GBDT in nni

Gradient boosting is a machine learning technique for regression and classification problems, which produces a prediction model in the form of an ensemble of weak prediction models, typically decision trees. It builds the model in a stage-wise fashion as other boosting methods do, and it generalizes them by allowing optimization of an arbitrary differentiable loss function.

Gradient boosting decision tree has many popular implementations, such as lightgbm, xgboost, and catboost, etc. GBDT is a great tool for solving the problem of traditional machine learning problem. Since GBDT is a robust algorithm, it could use in many domains. The better hyper-parameters for GBDT, the better performance you could achieve.

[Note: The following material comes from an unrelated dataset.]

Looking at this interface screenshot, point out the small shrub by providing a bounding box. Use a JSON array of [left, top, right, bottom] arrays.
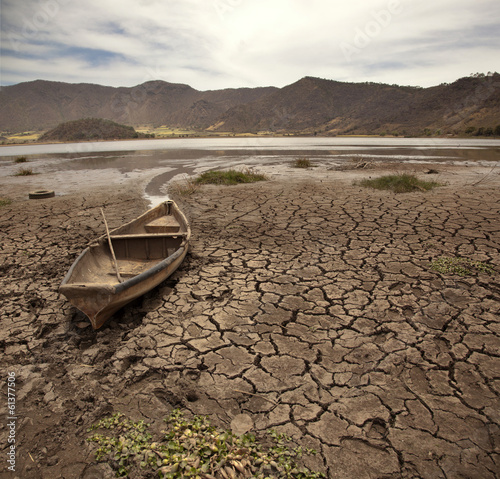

NNI is a great platform for tuning hyper-parameters, you could try various builtin search algorithm in nni and run multiple trials concurrently.

1. Search Space in GBDT

There are many hyper-parameters in GBDT, but what kind of parameters will affect the performance or speed? Based on some practical experience, some suggestion here(Take lightgbm as example):

  • For better accuracy
  • learning_rate. The range of learning rate could be [0.001, 0.9].
  • num_leaves. num_leaves is related to max_depth, you don’t have to tune both of them.
  • bagging_freq. bagging_freq could be [1, 2, 4, 8, 10]
  • num_iterations. May larger if underfitting.
  • For speed up
  • bagging_fraction. The range of bagging_fraction could be [0.7, 1.0].
  • feature_fraction. The range of feature_fraction could be [0.6, 1.0].
  • max_bin.
  • To avoid overfitting
  • min_data_in_leaf. This depends on your dataset.
  • min_sum_hessian_in_leaf. This depend on your dataset.
  • lambda_l1 and lambda_l2.
  • min_gain_to_split.
  • num_leaves.

Reference link: lightgbm and autoxgoboost

2. Task description

Now we come back to our example “auto-gbdt” which run in lightgbm and nni. The data including train data and test data. Given the features and label in train data, we train a GBDT regression model and use it to predict.

3. How to run in nni

3.1 Install all the requirments

pip install lightgbm
pip install pandas

3.2 Prepare your trial code

You need to prepare a basic code as following:

...

def get_default_parameters():
    ...
    return params

def load_data(train_path='./data/regression.train', test_path='./data/regression.test'):
    '''
    Load or create dataset
    '''
    ...

    return lgb_train, lgb_eval, X_test, y_test

def run(lgb_train, lgb_eval, params, X_test, y_test):
    # train
    gbm = lgb.train(params,
                    lgb_train,
                    num_boost_round=20,
                    valid_sets=lgb_eval,
                    early_stopping_rounds=5)
    # predict
    y_pred = gbm.predict(X_test, num_iteration=gbm.best_iteration)

    # eval
    rmse = mean_squared_error(y_test, y_pred) ** 0.5
    print('The rmse of prediction is:', rmse)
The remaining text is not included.